400874599 http://www.espn.com/nfl/team/_/name/cle/clevel...
That is nice, but not exactly what I want. In order to remove the extra columns I use the drop
method which takes 2 arguments:
- what object to drop
- an axis which determine what types of object to drop (0 = rows, 1 = columns):
Below, the object I define is a list of columns (figured that part all out on my own as the documentation didn’t explicitly state I could use a list, but I figured, what’s the worst that could happen?)
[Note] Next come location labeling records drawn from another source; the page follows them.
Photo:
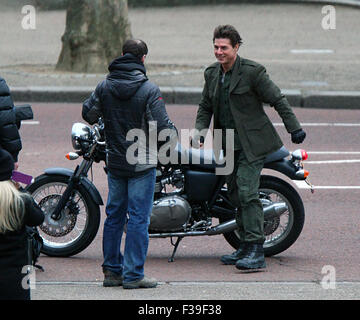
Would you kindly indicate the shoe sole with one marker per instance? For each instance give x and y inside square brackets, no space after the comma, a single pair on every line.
[139,287]
[228,263]
[112,283]
[255,267]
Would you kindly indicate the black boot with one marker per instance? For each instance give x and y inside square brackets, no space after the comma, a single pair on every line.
[235,256]
[254,258]
[112,279]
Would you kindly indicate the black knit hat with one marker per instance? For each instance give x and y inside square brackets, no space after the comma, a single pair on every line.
[6,165]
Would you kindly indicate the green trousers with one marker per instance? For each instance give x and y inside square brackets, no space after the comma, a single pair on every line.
[243,187]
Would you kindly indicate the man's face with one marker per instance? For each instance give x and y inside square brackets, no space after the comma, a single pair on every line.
[224,52]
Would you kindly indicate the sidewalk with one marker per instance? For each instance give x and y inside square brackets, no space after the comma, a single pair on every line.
[314,67]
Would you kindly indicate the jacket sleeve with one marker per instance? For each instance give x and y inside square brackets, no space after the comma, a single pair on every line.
[33,214]
[204,115]
[156,111]
[271,94]
[9,133]
[205,110]
[91,110]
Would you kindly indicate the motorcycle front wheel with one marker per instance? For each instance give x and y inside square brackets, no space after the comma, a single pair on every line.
[280,232]
[78,223]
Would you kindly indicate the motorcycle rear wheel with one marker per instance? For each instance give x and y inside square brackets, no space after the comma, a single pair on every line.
[79,220]
[282,232]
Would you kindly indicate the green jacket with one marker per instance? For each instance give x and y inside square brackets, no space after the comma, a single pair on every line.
[250,87]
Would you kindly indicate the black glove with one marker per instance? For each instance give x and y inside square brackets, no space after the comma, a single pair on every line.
[298,136]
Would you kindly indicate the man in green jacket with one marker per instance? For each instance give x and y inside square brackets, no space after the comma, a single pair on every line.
[234,92]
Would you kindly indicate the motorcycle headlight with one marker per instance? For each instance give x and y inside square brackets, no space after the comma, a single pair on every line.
[79,131]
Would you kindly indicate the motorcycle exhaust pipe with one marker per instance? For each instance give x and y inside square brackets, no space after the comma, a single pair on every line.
[270,212]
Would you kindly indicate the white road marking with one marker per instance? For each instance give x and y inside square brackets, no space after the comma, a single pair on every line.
[333,161]
[323,124]
[30,122]
[334,152]
[304,185]
[311,51]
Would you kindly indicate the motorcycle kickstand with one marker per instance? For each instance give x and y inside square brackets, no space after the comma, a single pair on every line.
[171,259]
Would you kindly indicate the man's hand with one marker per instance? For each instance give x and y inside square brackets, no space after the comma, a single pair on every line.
[298,136]
[196,143]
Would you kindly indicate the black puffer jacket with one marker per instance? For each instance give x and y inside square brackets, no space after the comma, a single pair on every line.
[127,100]
[9,134]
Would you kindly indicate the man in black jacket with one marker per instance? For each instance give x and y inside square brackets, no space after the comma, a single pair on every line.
[130,106]
[9,134]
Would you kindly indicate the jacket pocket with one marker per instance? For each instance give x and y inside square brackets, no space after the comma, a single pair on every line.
[241,90]
[261,136]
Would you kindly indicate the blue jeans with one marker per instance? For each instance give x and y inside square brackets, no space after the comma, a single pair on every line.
[132,196]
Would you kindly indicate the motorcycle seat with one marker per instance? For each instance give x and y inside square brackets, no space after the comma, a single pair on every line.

game_passer_data = game_passer_data.drop(['opp', 'prefix_1', 'prefix_2', 'url'], 1)
Which gives me this:
id Name CATCHES ATTEMPTS YDS AVG TD INT SACKS \
match_id
400874518 2577417 Dak Prescott 22 30 292 9.7 0 0 4
400874674 2577417 Dak Prescott 23 32 245 7.7 2 0 2
400874733 2577417 Dak Prescott 18 27 247 9.1 3 1 2
400874599 2577417 Dak Prescott 21 27 247 9.1 3 0 0
400874599 12482 Mark Sanchez 1 1 8 8.0 0 0 0
YRDLSTSACKS RTG ha_ind match_date result team_x \
match_id
400874518 14 103.8 @ 2016-09-18 W Dallas Cowboys
400874674 11 114.7 @ 2016-10-02 W Dallas Cowboys
400874733 14 117.4 @ 2016-10-16 W Dallas Cowboys
400874599 0 141.8 @ 2016-11-06 W Dallas Cowboys
400874599 0 100.0 @ 2016-11-06 W Dallas Cowboys
week_id team_y
match_id
400874518 2 Washington Redskins
400874674 4 San Francisco 49ers
400874733 6 Green Bay Packers
400874599 9 Cleveland Browns
400874599 9 Cleveland Browns
I finally have a DataFrame
with the data I care about, BUT all of the column names are wonky!
This is easy enough to fix (and should have probably been fixed earlier with some of the objects I created only containing the necessary columns, but I can fix that later). By simply renaming the columns as below:
game_passer_data.columns = ['id', 'Name', 'Catches', 'Attempts', 'YDS', 'Avg', 'TD', 'INT', 'Sacks', 'Yards_Lost_Sacks', 'Rating', 'HA_Ind', 'game_date', 'Result', 'Team', 'Week', 'Opponent']
I now get the data I want, with column names to match!
id Name Catches Attempts YDS Avg TD INT Sacks \
match_id
400874518 2577417 Dak Prescott 22 30 292 9.7 0 0 4
400874674 2577417 Dak Prescott 23 32 245 7.7 2 0 2
400874733 2577417 Dak Prescott 18 27 247 9.1 3 1 2
400874599 2577417 Dak Prescott 21 27 247 9.1 3 0 0
400874599 12482 Mark Sanchez 1 1 8 8.0 0 0 0
Yards_Lost_Sacks Rating HA_Ind game_date Result Team \
match_id
400874518 14 103.8 @ 2016-09-18 W Dallas Cowboys
400874674 11 114.7 @ 2016-10-02 W Dallas Cowboys
400874733 14 117.4 @ 2016-10-16 W Dallas Cowboys
400874599 0 141.8 @ 2016-11-06 W Dallas Cowboys
400874599 0 100.0 @ 2016-11-06 W Dallas Cowboys
Week Opponent
match_id
400874518 2 Washington Redskins
400874674 4 San Francisco 49ers
400874733 6 Green Bay Packers
400874599 9 Cleveland Browns
400874599 9 Cleveland Browns
I’ve posted the code for all three parts to my GitHub Repo.
Work that I still need to do:
- Add code to get the home game data
- Add code to get data for the other position players
- Add code to get data for the defense
When I started this project on Wednesday I had only a bit of exposure to very basic aspects of Python
and my background as a developer. I’m still a long way from considering myself proficient in Python
but I know more now that I did 3 days ago and for that I’m pretty excited! It’s also given my an excuse reason to write some stuff which is a nice side effect.